Şiddetin, insanlığın kaybolduğu noktada başladığı, bunda, karşısındakini anlayacak kadar bir empatiye sahip olmama olduğu belirtildi. Şiddetin, bireysel olduğu kadar, toplumsal dayanakları da olduğuna dikkat çekildi.



Adıyaman Kâhta İlçe İnsan Hakları Kurulu ve Dicle Üniversitesi işbirliğiyle, Kahta Mesleki ve Teknik Eğitim Merkezi (METEM)’nde gerçekleştirilen panele vatandaşlar yoğun ilgi gösterdi. Saygı duruşu ve istiklal marşının okunmasının ardından Başbakanlık İnsan Hakları Başkanlığı‘nca hazırlanan ‘İnsan Hakları‘ konulu kısa film izlendi.

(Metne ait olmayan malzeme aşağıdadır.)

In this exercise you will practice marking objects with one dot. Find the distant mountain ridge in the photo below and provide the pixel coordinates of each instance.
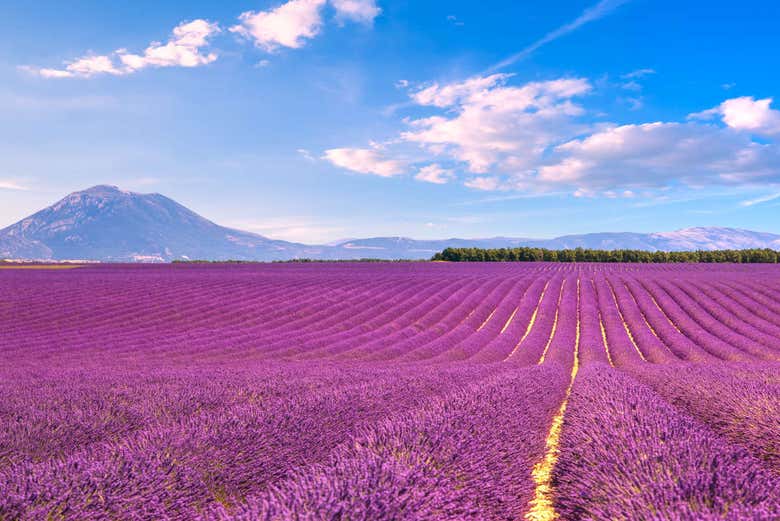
(108, 224)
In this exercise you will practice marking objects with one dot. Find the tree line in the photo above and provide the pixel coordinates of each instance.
(527, 254)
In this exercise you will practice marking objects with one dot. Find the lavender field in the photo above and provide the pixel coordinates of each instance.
(379, 391)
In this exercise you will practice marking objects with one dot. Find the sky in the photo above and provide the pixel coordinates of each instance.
(319, 120)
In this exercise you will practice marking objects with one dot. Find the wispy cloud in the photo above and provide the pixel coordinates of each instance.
(593, 13)
(639, 73)
(6, 184)
(759, 200)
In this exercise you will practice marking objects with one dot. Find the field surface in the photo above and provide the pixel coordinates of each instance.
(390, 391)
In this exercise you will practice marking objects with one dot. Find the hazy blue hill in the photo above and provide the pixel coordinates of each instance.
(109, 224)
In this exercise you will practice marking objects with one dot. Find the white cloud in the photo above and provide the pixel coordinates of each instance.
(306, 155)
(498, 126)
(6, 184)
(745, 113)
(361, 11)
(592, 13)
(760, 200)
(447, 95)
(183, 49)
(435, 174)
(365, 161)
(535, 138)
(654, 155)
(288, 25)
(483, 183)
(639, 73)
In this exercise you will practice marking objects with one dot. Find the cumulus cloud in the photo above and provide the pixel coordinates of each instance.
(660, 154)
(289, 25)
(183, 49)
(365, 161)
(495, 125)
(538, 138)
(361, 11)
(7, 184)
(745, 113)
(595, 12)
(435, 174)
(760, 200)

Panelin açılışında konuşan Kahta Kaymakamı ve İlçe İnsan Hakları Kurulu Başkanı Coşkun Açık, insan hakları ihlallerinin önlenmesi ve yaşam kalitesinin yükseltilmesi amacıyla, önleyici faaliyetlerin başında gelen eğitim faaliyetlerine ağırlık verilmeye devam edildiğini söyledi.
Açık; öğrencilerin, okul aile birliği başkan ve üyelerinin ve Kahta halkının, kendi haklarını kullanırken başkalarının haklarına da saygı gösteren bireyler olmaları hedefinden hareketle çalışmalar yapılmakta olduğunu belirtti.

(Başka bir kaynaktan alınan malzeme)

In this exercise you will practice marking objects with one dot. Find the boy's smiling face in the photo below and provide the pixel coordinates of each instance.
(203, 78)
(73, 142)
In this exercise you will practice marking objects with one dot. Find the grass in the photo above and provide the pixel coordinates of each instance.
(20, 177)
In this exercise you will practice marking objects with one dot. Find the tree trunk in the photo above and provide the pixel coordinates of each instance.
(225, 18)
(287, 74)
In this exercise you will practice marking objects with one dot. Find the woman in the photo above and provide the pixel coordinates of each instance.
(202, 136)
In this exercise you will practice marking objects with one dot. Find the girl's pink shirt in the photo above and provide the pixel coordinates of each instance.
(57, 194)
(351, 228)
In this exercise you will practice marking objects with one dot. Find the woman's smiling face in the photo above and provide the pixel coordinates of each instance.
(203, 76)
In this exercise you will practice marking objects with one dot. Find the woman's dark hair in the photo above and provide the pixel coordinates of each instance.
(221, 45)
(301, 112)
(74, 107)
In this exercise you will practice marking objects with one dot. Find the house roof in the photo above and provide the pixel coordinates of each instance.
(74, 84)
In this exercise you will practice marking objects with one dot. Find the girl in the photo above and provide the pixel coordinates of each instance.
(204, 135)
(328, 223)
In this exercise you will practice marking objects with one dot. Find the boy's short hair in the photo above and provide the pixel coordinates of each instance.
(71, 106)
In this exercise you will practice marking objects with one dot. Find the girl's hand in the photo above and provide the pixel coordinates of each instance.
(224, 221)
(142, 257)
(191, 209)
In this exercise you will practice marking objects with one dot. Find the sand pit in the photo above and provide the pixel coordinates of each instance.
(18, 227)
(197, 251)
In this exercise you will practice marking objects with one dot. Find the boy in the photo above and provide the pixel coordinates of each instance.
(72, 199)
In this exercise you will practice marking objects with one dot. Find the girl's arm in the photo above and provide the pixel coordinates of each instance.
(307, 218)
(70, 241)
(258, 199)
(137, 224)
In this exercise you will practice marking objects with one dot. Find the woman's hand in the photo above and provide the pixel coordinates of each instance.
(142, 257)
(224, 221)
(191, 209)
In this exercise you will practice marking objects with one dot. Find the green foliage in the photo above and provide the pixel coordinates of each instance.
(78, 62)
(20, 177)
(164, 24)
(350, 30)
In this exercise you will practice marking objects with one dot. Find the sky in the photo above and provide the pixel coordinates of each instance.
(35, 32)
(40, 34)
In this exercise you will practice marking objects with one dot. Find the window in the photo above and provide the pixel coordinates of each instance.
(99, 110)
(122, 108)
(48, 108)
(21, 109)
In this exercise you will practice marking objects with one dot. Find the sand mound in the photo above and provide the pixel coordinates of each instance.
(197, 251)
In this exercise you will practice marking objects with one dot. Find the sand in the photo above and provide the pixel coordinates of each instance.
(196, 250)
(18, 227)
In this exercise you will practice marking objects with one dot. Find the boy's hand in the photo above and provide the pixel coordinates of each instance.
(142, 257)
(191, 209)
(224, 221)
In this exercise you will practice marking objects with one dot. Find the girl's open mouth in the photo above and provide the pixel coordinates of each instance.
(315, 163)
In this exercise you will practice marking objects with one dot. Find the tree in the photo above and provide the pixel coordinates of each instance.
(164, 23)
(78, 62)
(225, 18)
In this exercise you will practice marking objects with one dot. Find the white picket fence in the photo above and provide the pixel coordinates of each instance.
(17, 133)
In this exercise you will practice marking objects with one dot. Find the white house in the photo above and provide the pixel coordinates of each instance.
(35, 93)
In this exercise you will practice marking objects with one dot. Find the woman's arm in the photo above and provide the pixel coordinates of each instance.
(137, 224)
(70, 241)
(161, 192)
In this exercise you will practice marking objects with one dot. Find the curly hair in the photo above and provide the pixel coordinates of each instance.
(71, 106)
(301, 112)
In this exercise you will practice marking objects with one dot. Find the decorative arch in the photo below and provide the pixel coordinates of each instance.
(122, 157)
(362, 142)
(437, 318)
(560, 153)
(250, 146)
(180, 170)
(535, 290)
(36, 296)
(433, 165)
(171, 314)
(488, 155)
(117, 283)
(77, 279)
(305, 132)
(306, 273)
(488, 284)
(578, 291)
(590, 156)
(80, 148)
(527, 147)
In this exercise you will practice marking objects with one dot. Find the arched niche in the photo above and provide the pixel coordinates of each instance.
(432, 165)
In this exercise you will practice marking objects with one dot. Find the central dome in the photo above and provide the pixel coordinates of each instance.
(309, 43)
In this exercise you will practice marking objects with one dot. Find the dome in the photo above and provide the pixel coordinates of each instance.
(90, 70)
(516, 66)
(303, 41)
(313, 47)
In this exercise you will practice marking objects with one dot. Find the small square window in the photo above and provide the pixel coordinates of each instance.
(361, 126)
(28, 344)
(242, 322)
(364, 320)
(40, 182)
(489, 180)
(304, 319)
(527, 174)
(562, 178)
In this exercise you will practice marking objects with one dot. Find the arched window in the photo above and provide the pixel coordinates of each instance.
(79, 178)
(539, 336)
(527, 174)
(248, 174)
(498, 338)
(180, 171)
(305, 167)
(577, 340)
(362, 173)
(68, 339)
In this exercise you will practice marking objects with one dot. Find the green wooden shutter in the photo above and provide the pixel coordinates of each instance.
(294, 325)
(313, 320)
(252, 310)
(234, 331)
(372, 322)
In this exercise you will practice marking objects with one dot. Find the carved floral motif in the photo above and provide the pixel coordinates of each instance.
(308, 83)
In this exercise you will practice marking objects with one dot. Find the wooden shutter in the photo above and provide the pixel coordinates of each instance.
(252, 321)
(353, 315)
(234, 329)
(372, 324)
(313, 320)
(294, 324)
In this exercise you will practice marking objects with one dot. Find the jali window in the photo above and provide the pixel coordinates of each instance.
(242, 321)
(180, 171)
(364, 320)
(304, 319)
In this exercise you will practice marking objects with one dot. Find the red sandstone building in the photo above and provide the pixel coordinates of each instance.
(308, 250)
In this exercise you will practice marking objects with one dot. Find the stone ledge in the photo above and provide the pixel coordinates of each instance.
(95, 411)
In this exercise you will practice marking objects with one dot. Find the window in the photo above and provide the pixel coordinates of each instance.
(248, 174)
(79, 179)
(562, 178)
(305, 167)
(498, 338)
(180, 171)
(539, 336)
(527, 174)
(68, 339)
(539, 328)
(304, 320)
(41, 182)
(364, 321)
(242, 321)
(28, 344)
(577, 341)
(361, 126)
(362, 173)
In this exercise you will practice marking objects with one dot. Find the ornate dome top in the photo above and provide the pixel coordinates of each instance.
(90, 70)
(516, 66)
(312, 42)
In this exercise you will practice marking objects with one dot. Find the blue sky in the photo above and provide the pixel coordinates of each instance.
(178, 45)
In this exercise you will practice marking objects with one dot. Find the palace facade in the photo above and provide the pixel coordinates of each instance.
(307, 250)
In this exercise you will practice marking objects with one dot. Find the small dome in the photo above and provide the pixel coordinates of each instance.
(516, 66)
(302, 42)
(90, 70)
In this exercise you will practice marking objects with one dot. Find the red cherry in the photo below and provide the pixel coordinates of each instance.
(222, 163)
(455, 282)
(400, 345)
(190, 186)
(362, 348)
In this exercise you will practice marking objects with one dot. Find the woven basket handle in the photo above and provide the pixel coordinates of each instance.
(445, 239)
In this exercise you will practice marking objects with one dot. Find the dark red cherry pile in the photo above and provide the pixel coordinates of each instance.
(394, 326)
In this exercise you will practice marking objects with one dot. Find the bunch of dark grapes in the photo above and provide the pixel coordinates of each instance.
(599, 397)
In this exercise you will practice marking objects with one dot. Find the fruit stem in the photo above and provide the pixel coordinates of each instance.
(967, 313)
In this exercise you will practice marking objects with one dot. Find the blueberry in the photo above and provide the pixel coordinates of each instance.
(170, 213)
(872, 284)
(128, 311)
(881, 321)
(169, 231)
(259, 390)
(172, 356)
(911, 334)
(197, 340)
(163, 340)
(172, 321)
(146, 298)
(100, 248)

Panele katılan Yard. Doç.Dr. Mehmet Karaca da şiddetsiz iletişime işaret ederek, “Toplumumuzda yaşananlar belirgin bir şiddet olgusu olarak üzerinde durulmayı gerektirmektedir. Şiddet, insanlığın kaybolduğu noktada başlamaktadır. Bunda, karşısındakini anlayacak kadar bir empatiye sahip olmama vardır. Şüphesiz şiddetin bireysel olduğu kadar, toplumsal dayanakları da vardır. Bunun en somut ifadesi, çocukluk dönemlerinin ve içinde yetiştiği kültürün etki alanıdır. Kendisini şiddet uygulayarak ifade edebileceğine inanan, şiddetle ayakta durabileceğini kabul eden bireylerin veya toplumların bazı ortak özellikleri vardır. Bunlar, otoriter görünme ihtiyacı ve özgüven eksikliğidir." dedi.

Araştırma Görevlisi İsmail Kınay ise sunumunda, ‘Ergenlik Döneminde İletişim‘ konusunu ele aldı. Kınay, şöyle konuştu: “Ergen, çocuk değildir ama çocukça davranır, yetişkin değildir ama yetişkinliğe öykünür. Bu gelgiti bol dönemde ergen kendini ispat etmek, yetişkinliğini onaylatmak adına suç içeren davranışlara yönelebilir. Suç, öğrenilebilen bir davranıştır. Öğrenilebilen her davranış, aksini de içerir ve yeniden düzenlenebilir. Suç işlemeden sorun çözmek, ergene öğretilebilir. Bazı ailelerde de evde sorunlar şiddetle sonuçlanıyor ise ergen sorun çözme yöntemi olarak şiddetten başkasını bilmiyordur. Bildiği tek yöntemi kullanmaktan başka çaresi ve seçeneği yoktur.”